– Независимость – это было… Это был чудный и трагический бардак, вот что. Были хорошие моменты, очень хорошие. Благодаря социализму у нас вдруг появилась масса новых друзей. Столица была полна иностранцев, они говорили на языках, какие нам раньше и в голову не приходили. Интеллектуалы, мастера из далеких и холодных стран приехали преподавать. Нас учили пользоваться техникой. Во всех областях, будь то сельское хозяйство, угольная промышленность или пластические искусства, техника была царицей, или, вернее, нам говорили, что это мы можем быть ее царями. Поначалу я учился на курсах фотографии и кино. Я несколько раз встречал Рене Вотье [89]
– тебе это что-нибудь говорит? – с его одержимостью снимать вживую, ловить каждый кадр того, что он называл «наш народ на марше». Он однажды послал меня снимать военный парад, я видел бывших муджахидов, на костылях, с торчащими культями, смотрел, вытаращив глаза, но не снял ни одного кадра. Я забыл, что у меня есть камера.Он смеется, и белесые усы над верхней губой подрагивают, как маленький зверек.
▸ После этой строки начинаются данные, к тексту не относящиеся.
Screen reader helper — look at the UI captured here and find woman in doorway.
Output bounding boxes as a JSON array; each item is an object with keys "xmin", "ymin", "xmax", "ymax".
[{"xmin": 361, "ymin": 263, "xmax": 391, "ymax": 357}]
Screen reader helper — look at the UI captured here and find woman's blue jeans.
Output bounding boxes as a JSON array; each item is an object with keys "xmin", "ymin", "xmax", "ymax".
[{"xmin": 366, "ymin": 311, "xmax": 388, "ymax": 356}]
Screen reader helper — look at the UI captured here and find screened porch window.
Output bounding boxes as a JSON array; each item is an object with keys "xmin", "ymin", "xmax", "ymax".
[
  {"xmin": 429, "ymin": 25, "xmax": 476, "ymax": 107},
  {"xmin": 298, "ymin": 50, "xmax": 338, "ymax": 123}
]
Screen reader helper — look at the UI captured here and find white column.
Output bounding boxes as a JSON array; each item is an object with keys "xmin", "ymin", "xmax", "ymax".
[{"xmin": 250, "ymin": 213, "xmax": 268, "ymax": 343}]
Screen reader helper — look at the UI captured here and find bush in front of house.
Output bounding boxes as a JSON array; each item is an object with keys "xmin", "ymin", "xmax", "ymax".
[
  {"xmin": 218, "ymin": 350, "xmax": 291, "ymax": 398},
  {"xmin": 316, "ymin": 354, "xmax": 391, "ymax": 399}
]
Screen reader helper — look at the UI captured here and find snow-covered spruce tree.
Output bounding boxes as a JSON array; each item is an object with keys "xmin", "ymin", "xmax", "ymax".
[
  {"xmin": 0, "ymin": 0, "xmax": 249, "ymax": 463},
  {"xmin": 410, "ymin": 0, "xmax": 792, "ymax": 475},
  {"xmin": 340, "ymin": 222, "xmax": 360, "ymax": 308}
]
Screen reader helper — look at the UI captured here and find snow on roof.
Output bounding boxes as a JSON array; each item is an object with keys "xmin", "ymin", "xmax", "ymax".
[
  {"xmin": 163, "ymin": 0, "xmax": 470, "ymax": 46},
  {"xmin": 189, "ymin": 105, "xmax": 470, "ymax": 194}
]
– Я думаю, что техника – это всегда было не мое. Вообще-то, мечтать о технике – мне это всегда казалось делом крестьянским. Вспоминался отец, как он говорил мне, что однажды, может быть, у нас будет трактор, как будто это была самоцель жизни. А я вот занялся живописью и рисунком. Это мне нравилось. Я поступил в Школу изящных искусств в Алжире и там познакомился с Иссиахемом. Он меня впечатлял, конечно же, но не по причинам художественного толка – я не знал, что такое быть хорошим или плохим художником, не уверен, что и сегодня знаю, нет, – он впечатлял меня, потому что я знал: это он нарисовал банкноты в пять динаров, а мне это казалось абсолютным успехом. Я хочу сказать: вот пишешь ты картину, которую повесят в такой-то галерее или в музее, это хорошо для тебя, прекрасно для твоего CV. Но банкноты в пять динаров! Они ходят из рук в руки целый день. Все их видят. Твоя живопись выпадает из бумажников, из платков и носков, звяк-звяк, твоя живопись лежит в кассе магазина, твоя живопись возвращается в банки, прячется под матрасами. Думаю, я потому и большие формы писать никогда не любил, что уж слишком впечатлили меня эти чертовы пятидинаровые банкноты Иссиахема.
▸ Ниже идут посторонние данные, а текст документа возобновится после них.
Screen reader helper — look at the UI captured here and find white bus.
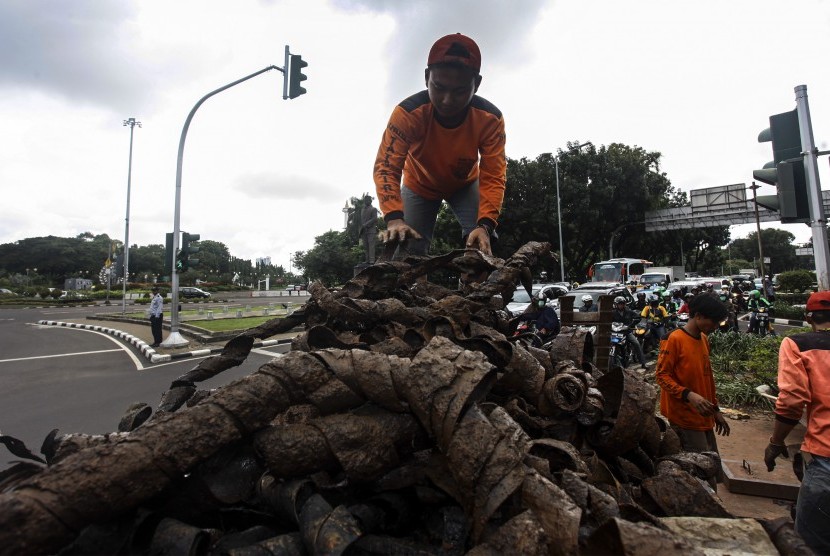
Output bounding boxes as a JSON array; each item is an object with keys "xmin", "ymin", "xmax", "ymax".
[{"xmin": 588, "ymin": 257, "xmax": 653, "ymax": 284}]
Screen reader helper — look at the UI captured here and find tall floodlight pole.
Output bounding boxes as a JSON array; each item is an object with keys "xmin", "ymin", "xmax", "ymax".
[
  {"xmin": 121, "ymin": 118, "xmax": 141, "ymax": 315},
  {"xmin": 161, "ymin": 63, "xmax": 288, "ymax": 347},
  {"xmin": 553, "ymin": 141, "xmax": 591, "ymax": 282},
  {"xmin": 795, "ymin": 85, "xmax": 830, "ymax": 291}
]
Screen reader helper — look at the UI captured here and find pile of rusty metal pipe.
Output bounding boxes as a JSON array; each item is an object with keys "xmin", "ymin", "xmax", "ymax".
[{"xmin": 0, "ymin": 243, "xmax": 796, "ymax": 555}]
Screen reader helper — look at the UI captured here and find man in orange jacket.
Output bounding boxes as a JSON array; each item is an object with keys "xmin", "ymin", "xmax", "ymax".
[
  {"xmin": 764, "ymin": 291, "xmax": 830, "ymax": 554},
  {"xmin": 374, "ymin": 33, "xmax": 507, "ymax": 255},
  {"xmin": 655, "ymin": 293, "xmax": 729, "ymax": 487}
]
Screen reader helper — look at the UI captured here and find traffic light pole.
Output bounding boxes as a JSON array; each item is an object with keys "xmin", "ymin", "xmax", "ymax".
[
  {"xmin": 795, "ymin": 85, "xmax": 830, "ymax": 291},
  {"xmin": 161, "ymin": 66, "xmax": 287, "ymax": 347}
]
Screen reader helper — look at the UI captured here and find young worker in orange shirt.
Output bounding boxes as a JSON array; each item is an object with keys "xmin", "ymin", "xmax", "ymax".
[
  {"xmin": 656, "ymin": 293, "xmax": 729, "ymax": 487},
  {"xmin": 374, "ymin": 33, "xmax": 507, "ymax": 255},
  {"xmin": 764, "ymin": 291, "xmax": 830, "ymax": 554}
]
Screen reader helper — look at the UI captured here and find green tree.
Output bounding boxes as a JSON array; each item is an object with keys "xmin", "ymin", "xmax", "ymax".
[
  {"xmin": 729, "ymin": 228, "xmax": 798, "ymax": 274},
  {"xmin": 294, "ymin": 230, "xmax": 363, "ymax": 286},
  {"xmin": 130, "ymin": 244, "xmax": 170, "ymax": 281},
  {"xmin": 496, "ymin": 142, "xmax": 728, "ymax": 281}
]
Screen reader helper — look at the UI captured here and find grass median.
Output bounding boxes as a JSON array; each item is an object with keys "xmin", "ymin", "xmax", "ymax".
[{"xmin": 186, "ymin": 315, "xmax": 279, "ymax": 332}]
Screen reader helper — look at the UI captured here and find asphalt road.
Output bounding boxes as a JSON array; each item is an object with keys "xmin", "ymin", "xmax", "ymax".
[{"xmin": 0, "ymin": 307, "xmax": 284, "ymax": 470}]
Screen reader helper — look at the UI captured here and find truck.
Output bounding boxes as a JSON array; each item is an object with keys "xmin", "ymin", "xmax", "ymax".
[{"xmin": 637, "ymin": 266, "xmax": 686, "ymax": 291}]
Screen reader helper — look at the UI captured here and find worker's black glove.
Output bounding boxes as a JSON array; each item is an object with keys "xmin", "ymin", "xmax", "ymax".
[{"xmin": 764, "ymin": 442, "xmax": 790, "ymax": 471}]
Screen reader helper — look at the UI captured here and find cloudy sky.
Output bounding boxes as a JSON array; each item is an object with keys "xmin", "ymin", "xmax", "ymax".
[{"xmin": 0, "ymin": 0, "xmax": 830, "ymax": 267}]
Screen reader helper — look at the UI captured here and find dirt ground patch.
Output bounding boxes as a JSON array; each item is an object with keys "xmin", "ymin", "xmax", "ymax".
[{"xmin": 718, "ymin": 410, "xmax": 805, "ymax": 519}]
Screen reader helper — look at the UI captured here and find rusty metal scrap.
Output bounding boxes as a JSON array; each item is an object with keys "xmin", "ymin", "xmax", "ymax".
[{"xmin": 0, "ymin": 243, "xmax": 772, "ymax": 555}]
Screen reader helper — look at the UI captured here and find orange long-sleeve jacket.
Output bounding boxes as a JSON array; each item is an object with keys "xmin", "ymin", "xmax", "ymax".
[
  {"xmin": 374, "ymin": 91, "xmax": 507, "ymax": 226},
  {"xmin": 655, "ymin": 328, "xmax": 718, "ymax": 431},
  {"xmin": 775, "ymin": 331, "xmax": 830, "ymax": 457}
]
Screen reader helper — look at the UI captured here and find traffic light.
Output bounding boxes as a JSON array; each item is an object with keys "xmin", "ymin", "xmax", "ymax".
[
  {"xmin": 164, "ymin": 232, "xmax": 173, "ymax": 273},
  {"xmin": 176, "ymin": 232, "xmax": 201, "ymax": 272},
  {"xmin": 286, "ymin": 53, "xmax": 308, "ymax": 98},
  {"xmin": 752, "ymin": 110, "xmax": 810, "ymax": 224}
]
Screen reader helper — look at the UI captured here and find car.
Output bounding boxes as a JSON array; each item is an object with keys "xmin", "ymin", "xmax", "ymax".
[
  {"xmin": 507, "ymin": 284, "xmax": 568, "ymax": 315},
  {"xmin": 565, "ymin": 282, "xmax": 636, "ymax": 310},
  {"xmin": 179, "ymin": 287, "xmax": 210, "ymax": 298},
  {"xmin": 666, "ymin": 278, "xmax": 704, "ymax": 295}
]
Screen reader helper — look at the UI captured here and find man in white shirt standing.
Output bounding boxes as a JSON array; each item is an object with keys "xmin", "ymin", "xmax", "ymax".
[{"xmin": 150, "ymin": 286, "xmax": 164, "ymax": 347}]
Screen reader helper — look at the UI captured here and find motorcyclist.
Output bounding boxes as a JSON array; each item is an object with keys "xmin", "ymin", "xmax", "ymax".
[
  {"xmin": 746, "ymin": 290, "xmax": 772, "ymax": 334},
  {"xmin": 634, "ymin": 292, "xmax": 648, "ymax": 312},
  {"xmin": 718, "ymin": 284, "xmax": 738, "ymax": 332},
  {"xmin": 677, "ymin": 293, "xmax": 695, "ymax": 315},
  {"xmin": 671, "ymin": 288, "xmax": 683, "ymax": 311},
  {"xmin": 640, "ymin": 294, "xmax": 669, "ymax": 340},
  {"xmin": 579, "ymin": 293, "xmax": 599, "ymax": 313},
  {"xmin": 660, "ymin": 290, "xmax": 680, "ymax": 333},
  {"xmin": 519, "ymin": 291, "xmax": 560, "ymax": 340},
  {"xmin": 612, "ymin": 295, "xmax": 646, "ymax": 369},
  {"xmin": 732, "ymin": 282, "xmax": 746, "ymax": 311},
  {"xmin": 661, "ymin": 290, "xmax": 680, "ymax": 315}
]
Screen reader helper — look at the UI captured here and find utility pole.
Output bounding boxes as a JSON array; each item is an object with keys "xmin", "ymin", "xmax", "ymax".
[
  {"xmin": 749, "ymin": 182, "xmax": 767, "ymax": 279},
  {"xmin": 121, "ymin": 118, "xmax": 141, "ymax": 315},
  {"xmin": 795, "ymin": 85, "xmax": 830, "ymax": 291}
]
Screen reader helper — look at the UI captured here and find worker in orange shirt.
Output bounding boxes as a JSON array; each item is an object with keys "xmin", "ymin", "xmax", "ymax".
[
  {"xmin": 655, "ymin": 293, "xmax": 729, "ymax": 488},
  {"xmin": 374, "ymin": 33, "xmax": 507, "ymax": 257},
  {"xmin": 764, "ymin": 291, "xmax": 830, "ymax": 554}
]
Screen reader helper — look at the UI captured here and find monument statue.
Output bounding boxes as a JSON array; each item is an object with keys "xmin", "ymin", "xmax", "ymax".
[{"xmin": 360, "ymin": 195, "xmax": 378, "ymax": 264}]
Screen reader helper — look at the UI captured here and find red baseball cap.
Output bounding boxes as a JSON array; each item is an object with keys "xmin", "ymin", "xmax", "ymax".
[
  {"xmin": 807, "ymin": 291, "xmax": 830, "ymax": 312},
  {"xmin": 427, "ymin": 33, "xmax": 481, "ymax": 71}
]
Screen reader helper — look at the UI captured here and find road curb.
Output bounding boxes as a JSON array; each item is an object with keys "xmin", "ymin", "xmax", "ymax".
[{"xmin": 37, "ymin": 320, "xmax": 291, "ymax": 363}]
На этот раз Наима смеется вместе с ним. В дверном проеме появляется Селина. Она не спрашивает, что их рассмешило, не пытается вступить в разговор. Она только смотрит на два озаренных смехом лица, недолго, и возвращается к своей работе, чуть нахмурив брови. Наима спрашивает себя, сознает ли Селина, что непрерывные излияния художника, на первый взгляд спонтанные и невнятные, – этот старческий рефрен, похожий на лодку с разбитым рулем, – в конечном счете выстраивают крепкую стену из слов, не дающую ей приступить к своей теме. А может быть, он на самом деле и не строит эту стену из слов – другой вариант, – а это она, Наима, превращает бессвязный разговор в горячий монолог, потому что ее собственные реплики кажутся ей столь незначительными, что она забывает их, едва произнеся, а рассказы Лаллы не дают перевести дух, как будто он Шахерезада, а она султан – впрочем, если последний и прерывал множеством реплик рассказчицу в своем дворце с арабесками и фонтанами, то в разных версиях «Тысячи и одной ночи» это никак не отражено, сказки не пересыпаны их диалогами, – и Наима, как султан, стирает себя из своих воспоминаний, чтобы сохранить лишь пьянящий сок историй. Художник смотрит в дверной проем, опустевший после ухода Селины, и продолжает:
– Да… беда в том, что нам понадобилось немного времени, чтобы понять: независимость – это еще не все. Кто это сказал – кажется, Шекспир? – власть не бывает невинной. Почему же мы продолжаем мечтать о хороших правителях? У тех, кто хочет власти достаточно сильно, чтобы ее получить, чудовищное эго, непомерные амбиции, все они потенциальные тираны. Иначе не метили бы на это место… Когда избрали Бен Беллу – уже звучали глухие голоса, что все подтасовано, что он не должен был оказаться на этом посту, что он закоротил внутренние переговоры. Я их не слушал, потому что хотел, чтобы независимость была прекрасна. Но в шестьдесят пятом уже стало трудно верить, что мы живем в демократии… Про переворот Бумедьена тебе кто-нибудь рассказывал?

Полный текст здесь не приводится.